上篇文章留了一个疑问:数据由谁在什么时候放入queue中。这里来解答一下。
之前说到在ZookeeperConsumerConnector类中初始化consumer时会初始化存放数据的queue,我们再来看下初始化之后的操作:
private def addPartitionTopicInfo(currentTopicRegistry: Pool[String, Pool[Int, PartitionTopicInfo]],
partition: Int, topic: String,
offset: Long, consumerThreadId: ConsumerThreadId) {
val partTopicInfoMap = currentTopicRegistry.getAndMaybePut(topic)
//queue用来存放数据
val queue = topicThreadIdAndQueues.get((topic, consumerThreadId))
val consumedOffset = new AtomicLong(offset)
val fetchedOffset = new AtomicLong(offset)
val partTopicInfo = new PartitionTopicInfo(topic,
partition,
queue,
consumedOffset,
fetchedOffset,
new AtomicInteger(config.fetchMessageMaxBytes),
config.clientId)
partTopicInfoMap.put(partition, partTopicInfo)
debug(partTopicInfo + " selected new offset " + offset)
checkpointedZkOffsets.put(TopicAndPartition(topic, partition), offset)
}
}
其中val queue = topicThreadIdAndQueues.get((topic, consumerThreadId))就是初始化的queue,可以看出某个topic的一个消费者只对应一个queue,随后会实例化PartitionTopicInfo,即指定的queue只用来存放topic的某个partition接收到的数据。
回到之前说到的为partition创建fetcher数据线程:
override def createFetcherThread(fetcherId: Int, sourceBroker: BrokerEndPoint): AbstractFetcherThread = {
new ConsumerFetcherThread(
"ConsumerFetcherThread-%s-%d-%d".format(consumerIdString, fetcherId, sourceBroker.id),
config, sourceBroker, partitionMap, this)
}
ConsumerFetcherThread类继承了AbstractFetcherThread类,AbstractFetcherThread的doWork()方法:
override def doWork() {
inLock(partitionMapLock) {
partitionMap.foreach {
case((topicAndPartition, partitionFetchState)) =>
if(partitionFetchState.isActive)
fetchRequestBuilder.addFetch(topicAndPartition.topic, topicAndPartition.partition,
partitionFetchState.offset, fetchSize)
}
}
val fetchRequest = fetchRequestBuilder.build()
if (!fetchRequest.requestInfo.isEmpty)
//处理请求
processFetchRequest(fetchRequest)
else {
trace("There are no active partitions.
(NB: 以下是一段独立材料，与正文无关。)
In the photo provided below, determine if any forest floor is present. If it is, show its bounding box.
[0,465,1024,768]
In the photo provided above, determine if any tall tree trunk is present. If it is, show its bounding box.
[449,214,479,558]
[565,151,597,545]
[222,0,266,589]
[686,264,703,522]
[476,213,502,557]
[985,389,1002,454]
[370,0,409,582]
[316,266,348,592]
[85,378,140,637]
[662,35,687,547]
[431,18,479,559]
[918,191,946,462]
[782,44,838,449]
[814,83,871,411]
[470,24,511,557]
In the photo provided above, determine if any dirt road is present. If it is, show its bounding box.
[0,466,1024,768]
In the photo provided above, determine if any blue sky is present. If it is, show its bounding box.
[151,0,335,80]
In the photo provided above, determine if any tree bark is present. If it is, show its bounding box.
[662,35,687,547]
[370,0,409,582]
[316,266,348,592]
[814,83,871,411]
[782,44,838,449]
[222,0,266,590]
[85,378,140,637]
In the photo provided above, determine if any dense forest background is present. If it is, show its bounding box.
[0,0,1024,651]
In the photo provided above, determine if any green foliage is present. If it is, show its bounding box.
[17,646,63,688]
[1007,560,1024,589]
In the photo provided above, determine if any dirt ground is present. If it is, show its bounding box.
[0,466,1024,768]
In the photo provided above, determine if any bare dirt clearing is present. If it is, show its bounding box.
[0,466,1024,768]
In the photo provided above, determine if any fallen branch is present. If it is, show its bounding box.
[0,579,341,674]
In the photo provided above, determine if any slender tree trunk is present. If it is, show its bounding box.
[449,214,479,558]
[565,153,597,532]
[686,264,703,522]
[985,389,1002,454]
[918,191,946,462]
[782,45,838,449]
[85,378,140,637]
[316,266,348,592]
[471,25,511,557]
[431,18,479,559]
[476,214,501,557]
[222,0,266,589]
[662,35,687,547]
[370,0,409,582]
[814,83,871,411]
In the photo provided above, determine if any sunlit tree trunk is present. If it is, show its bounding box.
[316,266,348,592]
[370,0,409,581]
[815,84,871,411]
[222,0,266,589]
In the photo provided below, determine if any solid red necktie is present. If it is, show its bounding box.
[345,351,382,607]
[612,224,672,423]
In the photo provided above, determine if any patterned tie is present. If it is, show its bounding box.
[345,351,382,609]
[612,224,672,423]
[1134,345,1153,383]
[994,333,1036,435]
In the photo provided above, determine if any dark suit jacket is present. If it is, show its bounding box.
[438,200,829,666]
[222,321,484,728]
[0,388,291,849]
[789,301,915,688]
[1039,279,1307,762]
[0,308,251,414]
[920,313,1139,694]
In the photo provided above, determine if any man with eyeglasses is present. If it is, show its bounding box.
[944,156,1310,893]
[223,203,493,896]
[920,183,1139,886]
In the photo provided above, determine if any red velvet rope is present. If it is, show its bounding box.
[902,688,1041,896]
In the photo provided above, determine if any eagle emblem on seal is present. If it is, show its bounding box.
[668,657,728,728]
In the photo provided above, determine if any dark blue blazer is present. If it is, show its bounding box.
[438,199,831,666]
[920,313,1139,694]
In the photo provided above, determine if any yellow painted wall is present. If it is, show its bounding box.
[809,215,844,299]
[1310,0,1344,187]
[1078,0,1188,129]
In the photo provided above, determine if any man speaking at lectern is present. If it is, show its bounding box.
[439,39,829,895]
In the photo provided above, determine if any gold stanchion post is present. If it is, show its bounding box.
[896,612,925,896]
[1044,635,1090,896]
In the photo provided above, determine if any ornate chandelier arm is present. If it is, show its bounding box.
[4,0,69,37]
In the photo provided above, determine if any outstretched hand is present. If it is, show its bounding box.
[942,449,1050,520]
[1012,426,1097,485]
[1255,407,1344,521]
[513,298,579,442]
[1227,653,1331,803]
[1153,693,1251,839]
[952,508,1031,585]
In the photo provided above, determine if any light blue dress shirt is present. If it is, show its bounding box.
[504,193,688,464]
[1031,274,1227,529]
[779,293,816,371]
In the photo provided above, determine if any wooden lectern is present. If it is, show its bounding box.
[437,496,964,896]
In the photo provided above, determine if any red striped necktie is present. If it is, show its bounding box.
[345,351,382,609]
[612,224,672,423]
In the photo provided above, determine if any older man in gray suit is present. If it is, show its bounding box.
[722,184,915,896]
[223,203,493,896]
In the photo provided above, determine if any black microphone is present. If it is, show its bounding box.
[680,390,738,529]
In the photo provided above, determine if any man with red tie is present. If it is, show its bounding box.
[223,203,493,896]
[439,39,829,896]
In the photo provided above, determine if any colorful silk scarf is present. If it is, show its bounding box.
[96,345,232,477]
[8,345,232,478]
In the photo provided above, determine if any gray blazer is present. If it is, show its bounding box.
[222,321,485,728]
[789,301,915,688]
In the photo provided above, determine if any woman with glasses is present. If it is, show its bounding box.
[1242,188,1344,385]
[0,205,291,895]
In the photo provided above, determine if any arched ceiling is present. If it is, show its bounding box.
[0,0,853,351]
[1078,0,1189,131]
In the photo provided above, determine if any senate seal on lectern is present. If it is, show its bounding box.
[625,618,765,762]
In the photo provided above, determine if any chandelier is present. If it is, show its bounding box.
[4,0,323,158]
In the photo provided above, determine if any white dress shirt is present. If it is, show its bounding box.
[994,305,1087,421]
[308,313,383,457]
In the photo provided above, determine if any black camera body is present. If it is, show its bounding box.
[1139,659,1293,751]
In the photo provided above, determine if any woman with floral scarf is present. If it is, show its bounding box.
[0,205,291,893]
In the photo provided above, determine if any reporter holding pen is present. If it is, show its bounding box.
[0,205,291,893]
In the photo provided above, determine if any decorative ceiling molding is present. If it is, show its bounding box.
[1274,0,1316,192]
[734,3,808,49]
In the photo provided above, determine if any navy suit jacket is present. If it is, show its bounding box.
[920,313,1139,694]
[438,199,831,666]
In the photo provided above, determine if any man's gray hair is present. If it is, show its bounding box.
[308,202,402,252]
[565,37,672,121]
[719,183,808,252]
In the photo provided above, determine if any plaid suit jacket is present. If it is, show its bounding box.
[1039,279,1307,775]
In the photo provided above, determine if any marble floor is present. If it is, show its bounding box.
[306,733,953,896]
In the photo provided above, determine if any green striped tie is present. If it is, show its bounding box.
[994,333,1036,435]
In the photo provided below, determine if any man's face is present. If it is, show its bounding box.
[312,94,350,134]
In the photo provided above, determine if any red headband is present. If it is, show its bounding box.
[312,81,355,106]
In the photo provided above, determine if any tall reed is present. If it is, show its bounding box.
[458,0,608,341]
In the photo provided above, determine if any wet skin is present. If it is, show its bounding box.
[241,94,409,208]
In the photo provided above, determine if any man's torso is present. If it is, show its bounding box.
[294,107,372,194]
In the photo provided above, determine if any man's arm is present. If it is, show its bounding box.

Back off for %d ms before sending a fetch request".format(fetchBackOffMs))
partitionMapCond.await(fetchBackOffMs, TimeUnit.MILLISECONDS)
}
}
在processFetchRequest方法中首先通过SimpleConsumer.fetch()方法向topic请求数据,接着会将请求到的数据通过ConsumerFetcherThread.processPartitionData方法将具体数据放入上面说到的queue中:
def processPartitionData(topicAndPartition: TopicAndPartition, fetchOffset: Long, partitionData: FetchResponsePartitionData) {
val pti = partitionMap(topicAndPartition)
if (pti.getFetchOffset != fetchOffset)
throw new RuntimeException("Offset doesn't match for partition [%s,%d] pti offset: %d fetch offset: %d"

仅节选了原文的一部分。